Mar 05, 2020 - Sale 2532

Sale 2532 - Lot 6

Unsold
Estimate: $ 40,000 - $ 60,000
JEAN-FRANÇOIS MILLET
Paysan debout et Enfant.

Charcoal on canvas with a prepared gray ground, circa 1871-72. 695x430 mm; 27 1/2x17 inches. With the artist's initials ink stamp (Lugt 1460, lower right recto).

Ex-collection Pierre Geismar, with his ink stamp (Lugt 2078b, twice, lower left and lower right recto); sold Lasquin and Bine, Paris, November 15, 1928, this work listed in the catalogue (sold for 20,100 Fr., according to Lugt); Phyllis Hattis Fine Arts, New York, with the label; private collection, Connecticut.

This is a study for Millet's (1814-1875) oil painting La Famille du Paysan, 1871-72, now at the National Museum Cardiff, Wales (see below). The painting, while unfinished, illustrates a peasant family consisting of a mother, father and child standing in their farmyard. Their static poses and stark faces evoke the determination and dignity of their place in society, a typical theme for Millet who portrayed physical labor as virtuous and imbued a sense of religion into his scenes of peasant life. The British artist Walter Sickert (1860-1942), seeing La Famille du Paysan compared the child to the Biblical Samson, supporting the legs of his parents as if they were the pillars of the household.

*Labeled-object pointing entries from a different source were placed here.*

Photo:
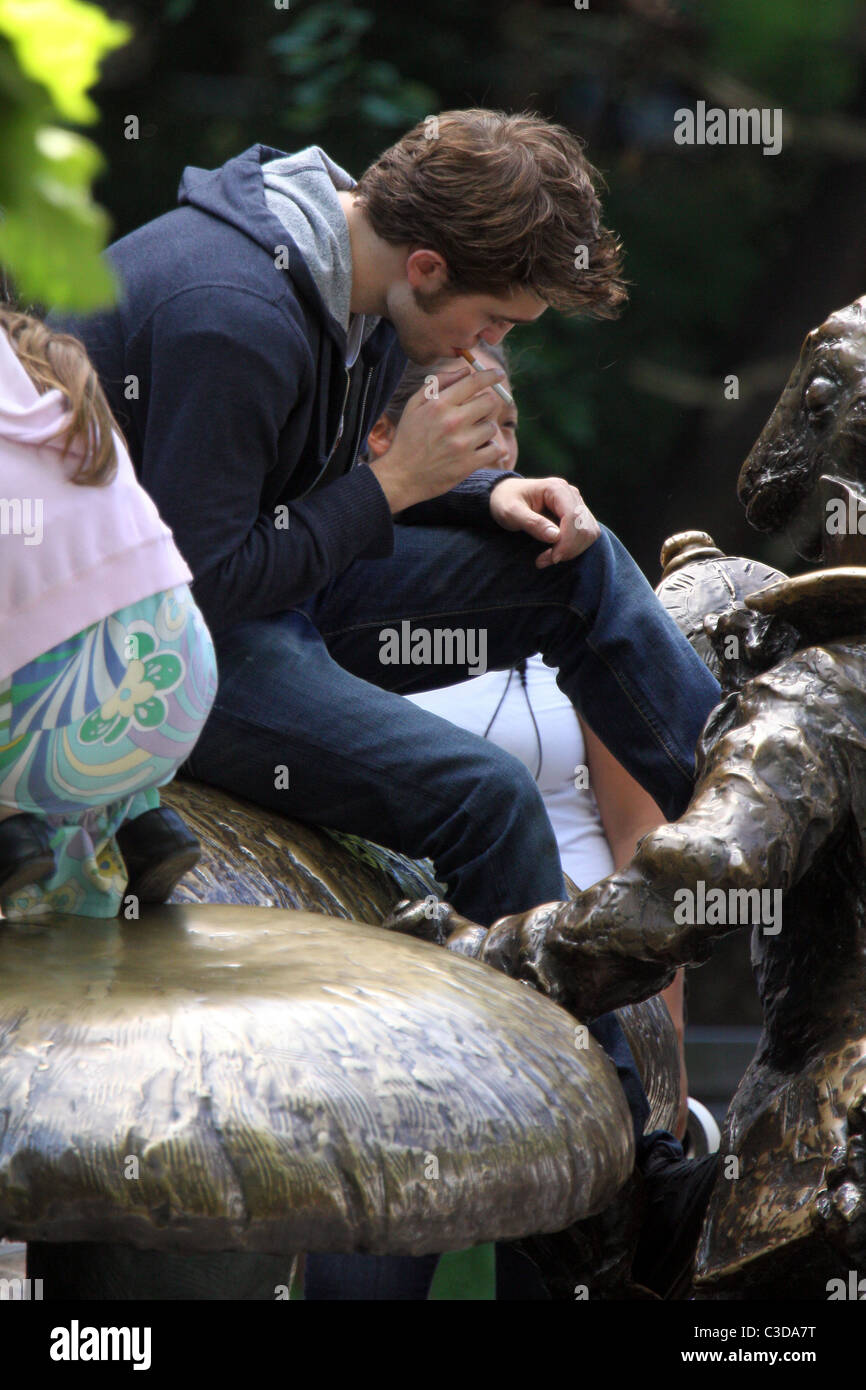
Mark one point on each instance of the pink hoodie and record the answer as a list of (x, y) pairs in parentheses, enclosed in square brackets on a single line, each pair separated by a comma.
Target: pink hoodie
[(70, 555)]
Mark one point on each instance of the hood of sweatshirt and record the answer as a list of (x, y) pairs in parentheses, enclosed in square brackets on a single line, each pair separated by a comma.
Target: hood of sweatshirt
[(288, 199), (25, 414)]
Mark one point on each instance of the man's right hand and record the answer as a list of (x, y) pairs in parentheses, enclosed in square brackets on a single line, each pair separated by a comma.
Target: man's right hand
[(441, 438)]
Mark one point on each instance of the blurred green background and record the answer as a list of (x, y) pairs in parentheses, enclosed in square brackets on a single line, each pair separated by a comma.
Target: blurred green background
[(731, 255)]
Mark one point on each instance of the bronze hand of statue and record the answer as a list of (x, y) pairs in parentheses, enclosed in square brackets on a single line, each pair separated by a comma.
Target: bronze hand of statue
[(581, 954)]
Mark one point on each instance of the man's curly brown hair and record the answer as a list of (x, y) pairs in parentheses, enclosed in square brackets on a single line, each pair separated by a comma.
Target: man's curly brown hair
[(506, 200)]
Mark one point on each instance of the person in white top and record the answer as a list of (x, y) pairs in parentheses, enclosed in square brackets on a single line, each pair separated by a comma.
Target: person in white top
[(597, 809)]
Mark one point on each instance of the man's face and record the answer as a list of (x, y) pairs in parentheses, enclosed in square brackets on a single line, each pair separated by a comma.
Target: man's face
[(430, 327)]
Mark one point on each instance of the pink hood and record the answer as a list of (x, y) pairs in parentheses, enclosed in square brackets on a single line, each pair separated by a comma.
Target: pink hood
[(70, 555)]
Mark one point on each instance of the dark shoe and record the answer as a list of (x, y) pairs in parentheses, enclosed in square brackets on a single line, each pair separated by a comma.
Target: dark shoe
[(25, 852), (157, 849), (677, 1193)]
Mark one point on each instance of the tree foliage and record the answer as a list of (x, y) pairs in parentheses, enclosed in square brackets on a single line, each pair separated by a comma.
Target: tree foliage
[(52, 232)]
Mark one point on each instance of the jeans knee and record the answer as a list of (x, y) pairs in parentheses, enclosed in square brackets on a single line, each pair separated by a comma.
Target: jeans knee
[(509, 797)]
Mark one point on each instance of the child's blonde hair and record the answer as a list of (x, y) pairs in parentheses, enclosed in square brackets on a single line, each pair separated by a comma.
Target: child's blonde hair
[(59, 362)]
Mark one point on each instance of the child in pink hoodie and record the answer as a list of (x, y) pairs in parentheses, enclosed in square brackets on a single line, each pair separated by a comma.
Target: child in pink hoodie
[(107, 670)]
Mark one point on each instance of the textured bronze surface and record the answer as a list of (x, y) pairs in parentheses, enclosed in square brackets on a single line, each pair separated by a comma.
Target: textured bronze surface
[(250, 855), (779, 809), (288, 1082)]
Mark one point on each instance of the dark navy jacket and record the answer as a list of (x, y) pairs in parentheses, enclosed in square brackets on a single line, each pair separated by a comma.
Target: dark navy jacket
[(227, 375)]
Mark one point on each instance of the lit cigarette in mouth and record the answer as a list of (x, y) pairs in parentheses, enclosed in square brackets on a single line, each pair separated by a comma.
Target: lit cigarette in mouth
[(473, 362)]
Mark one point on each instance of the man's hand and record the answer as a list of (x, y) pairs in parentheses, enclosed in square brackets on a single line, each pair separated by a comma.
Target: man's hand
[(445, 432), (520, 505)]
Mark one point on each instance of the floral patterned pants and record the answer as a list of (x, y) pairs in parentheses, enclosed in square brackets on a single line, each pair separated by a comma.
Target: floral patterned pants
[(91, 729)]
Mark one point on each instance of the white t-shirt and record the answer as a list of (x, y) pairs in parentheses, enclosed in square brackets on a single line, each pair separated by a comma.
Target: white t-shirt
[(574, 815)]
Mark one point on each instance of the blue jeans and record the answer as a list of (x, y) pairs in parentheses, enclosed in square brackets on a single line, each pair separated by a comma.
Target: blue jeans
[(307, 691)]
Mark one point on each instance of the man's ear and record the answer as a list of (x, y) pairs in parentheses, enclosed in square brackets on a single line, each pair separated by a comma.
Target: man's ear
[(426, 270), (381, 437)]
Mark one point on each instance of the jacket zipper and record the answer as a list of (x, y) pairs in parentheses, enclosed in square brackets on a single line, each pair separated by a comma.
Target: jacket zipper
[(360, 423), (342, 413), (339, 432)]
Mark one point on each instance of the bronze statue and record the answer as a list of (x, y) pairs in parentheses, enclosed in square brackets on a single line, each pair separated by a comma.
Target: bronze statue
[(774, 838)]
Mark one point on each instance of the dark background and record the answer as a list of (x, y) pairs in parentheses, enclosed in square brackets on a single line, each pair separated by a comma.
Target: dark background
[(731, 255)]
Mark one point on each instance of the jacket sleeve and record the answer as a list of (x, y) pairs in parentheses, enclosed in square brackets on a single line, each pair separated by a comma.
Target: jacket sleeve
[(225, 369), (469, 503)]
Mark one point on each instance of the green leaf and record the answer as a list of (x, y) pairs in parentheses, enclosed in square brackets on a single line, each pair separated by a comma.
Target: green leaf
[(53, 234), (60, 43)]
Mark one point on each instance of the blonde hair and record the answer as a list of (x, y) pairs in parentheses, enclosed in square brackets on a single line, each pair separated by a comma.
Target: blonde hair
[(59, 362)]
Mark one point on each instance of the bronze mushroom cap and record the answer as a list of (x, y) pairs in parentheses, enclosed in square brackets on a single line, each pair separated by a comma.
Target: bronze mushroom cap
[(216, 1077)]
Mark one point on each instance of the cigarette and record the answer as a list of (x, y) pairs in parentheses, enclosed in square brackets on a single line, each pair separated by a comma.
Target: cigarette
[(473, 362)]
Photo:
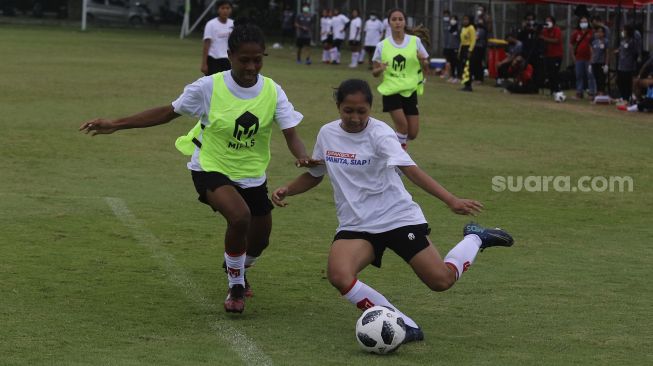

Millet was not unlike many of his subjects. Raised in Normandy and the son of farmers, he began to study painting at the age of 18, but also spent the majority of his life farming his land to support his family. In the 1840s Millet began exhibiting works at the Salons in Paris, and shocked the public with his unabashed portrayals of rural life. He had his first commercial success with Le Vanneur, which was exhibited at the Salon of 1848. Shortly thereafter in 1849 he moved to Barbizon in the Fontainebleau forest, where, along with Théodore Rousseau (1817-1878) and Charles-François Daubigny (1812-1867), he became a lead proponent of the Barbizon School, a group of artists who focused on depicting the landscape with naturalism as opposed to idealism. However, unlike many of his peers, Millet chose to focus on figural compositions depicting rural laborers.

Millet spent the majority of the rest of his life in Barbizon, beside fleeing the area at the outset of the Franco-Prussian war. The present charcoal study was likely started soon after his return to Barbizon in late 1871. Millet was known for his skill at working in charcoal and pastel. He took up the medium of pastel around 1860 at the urging of Alfred Sensier, a patron of the artist, to create exquisitely finished compositions. An exhibition currently at the J. Paul Getty Museum, Los Angeles celebrates the artist's work in pastel and describes how he was at the forefront of a resurgence in the use of pastel and charcoal, beyond just its traditional use in sketching. This transition is illustrated in the present study with his choice of using charcoal on a prepared canvas with a gray oil ground to work out the figures of the father and child.